This sharp correction was driven by multiple pressures:

  • Rising bond yields, which hurt bank portfolios
  • Higher crude oil prices, increasing inflation concerns
  • Currency pressure, forcing tighter liquidity conditions

India’s 10-year bond yield crossed 7%, hitting a one-year high. For banks, this matters because they hold large amounts of government bonds. When yields rise, bond prices fall, leading to potential losses on their books.

This is where the story becomes more nuanced.

While short-term risks increased, mutual funds appeared to focus on long-term value.

Overall, mutual funds bought equities worth ₹1.13 lakh crore in March, showing strong participation despite market weakness. However, total assets under management fell to ₹46.6 lakh crore from ₹51.29 lakh crore in February, mainly due to the market decline.

Interestingly, their influence in the market actually increased.

Mutual funds’ share in total market capitalization rose slightly to 11.3%, even as overall market value declined. This suggests that domestic investors are gradually playing a bigger role in supporting markets during volatile periods.

In contrast, foreign institutional investors (FIIs) took the opposite approach.

They sold nearly ₹1.26 lakh crore worth of equities in March, with a significant portion coming from financial stocks.
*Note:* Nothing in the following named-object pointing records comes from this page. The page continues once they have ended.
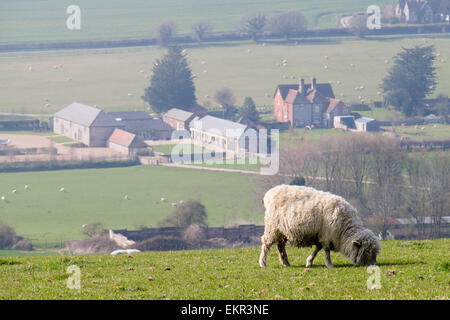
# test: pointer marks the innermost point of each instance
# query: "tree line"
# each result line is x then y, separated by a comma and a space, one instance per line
376, 177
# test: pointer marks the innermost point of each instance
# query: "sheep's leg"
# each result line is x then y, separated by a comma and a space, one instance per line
328, 259
282, 251
266, 244
312, 256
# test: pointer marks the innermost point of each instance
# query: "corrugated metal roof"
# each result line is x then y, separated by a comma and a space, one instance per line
364, 119
79, 113
220, 126
179, 114
130, 115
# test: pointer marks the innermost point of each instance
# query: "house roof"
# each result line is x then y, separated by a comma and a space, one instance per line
178, 114
333, 104
364, 119
150, 124
219, 126
125, 139
85, 115
324, 88
130, 115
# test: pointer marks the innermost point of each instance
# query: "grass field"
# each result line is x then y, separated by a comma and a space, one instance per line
28, 20
429, 132
408, 270
49, 216
105, 77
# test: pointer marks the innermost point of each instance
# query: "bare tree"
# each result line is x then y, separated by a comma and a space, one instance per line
253, 24
199, 29
288, 23
164, 32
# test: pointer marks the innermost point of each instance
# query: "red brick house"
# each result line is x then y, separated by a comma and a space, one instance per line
307, 104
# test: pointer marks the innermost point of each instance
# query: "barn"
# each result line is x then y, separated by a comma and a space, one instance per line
85, 124
127, 143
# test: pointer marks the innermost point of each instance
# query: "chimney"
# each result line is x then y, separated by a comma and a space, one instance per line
301, 85
313, 83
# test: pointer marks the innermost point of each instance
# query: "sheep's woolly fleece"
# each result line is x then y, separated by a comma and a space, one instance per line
305, 217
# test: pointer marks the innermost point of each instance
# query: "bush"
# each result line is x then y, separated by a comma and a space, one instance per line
92, 245
94, 229
9, 239
163, 244
194, 233
186, 214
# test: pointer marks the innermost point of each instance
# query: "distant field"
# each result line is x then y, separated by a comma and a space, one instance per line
407, 270
423, 133
105, 77
45, 20
45, 214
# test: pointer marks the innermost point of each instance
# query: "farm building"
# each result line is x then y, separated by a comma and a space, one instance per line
223, 135
178, 119
307, 104
85, 124
127, 143
366, 124
143, 125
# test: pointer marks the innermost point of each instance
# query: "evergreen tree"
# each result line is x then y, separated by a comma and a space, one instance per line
410, 79
171, 85
248, 110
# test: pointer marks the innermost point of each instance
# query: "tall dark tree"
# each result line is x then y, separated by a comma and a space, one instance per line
249, 111
253, 24
410, 79
171, 85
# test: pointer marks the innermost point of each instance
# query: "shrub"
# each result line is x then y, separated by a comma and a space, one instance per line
94, 229
186, 214
163, 244
96, 244
194, 233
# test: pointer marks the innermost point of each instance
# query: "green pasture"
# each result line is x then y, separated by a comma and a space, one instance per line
114, 79
406, 270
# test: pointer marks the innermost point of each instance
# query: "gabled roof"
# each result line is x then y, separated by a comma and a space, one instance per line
324, 88
130, 115
294, 97
178, 114
219, 126
125, 139
333, 104
85, 115
316, 97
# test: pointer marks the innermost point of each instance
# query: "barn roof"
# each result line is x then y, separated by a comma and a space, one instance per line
324, 88
179, 114
125, 139
220, 126
130, 115
85, 115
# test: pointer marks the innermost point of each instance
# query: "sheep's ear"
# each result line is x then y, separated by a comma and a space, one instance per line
357, 243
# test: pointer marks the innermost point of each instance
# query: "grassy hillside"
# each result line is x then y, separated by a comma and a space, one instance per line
408, 270
45, 214
45, 20
106, 77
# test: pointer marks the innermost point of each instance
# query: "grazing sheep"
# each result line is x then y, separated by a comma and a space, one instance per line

Their ownership in Indian equities dropped to 15.14% from 15.5% a month earlier.

This divergence highlights a key shift in Indian markets.

While global investors reacted to uncertainty by pulling out, domestic institutions used the same uncertainty as a buying opportunity.

Beyond financials, mutual funds also invested across sectors:

  • Consumer discretionary: ₹16,366 crore
  • Telecom: ₹14,656 crore
  • IT: ₹5,717 crore

This broad-based buying indicates that the strategy was not limited to one sector but reflected a wider belief in India’s long-term growth story.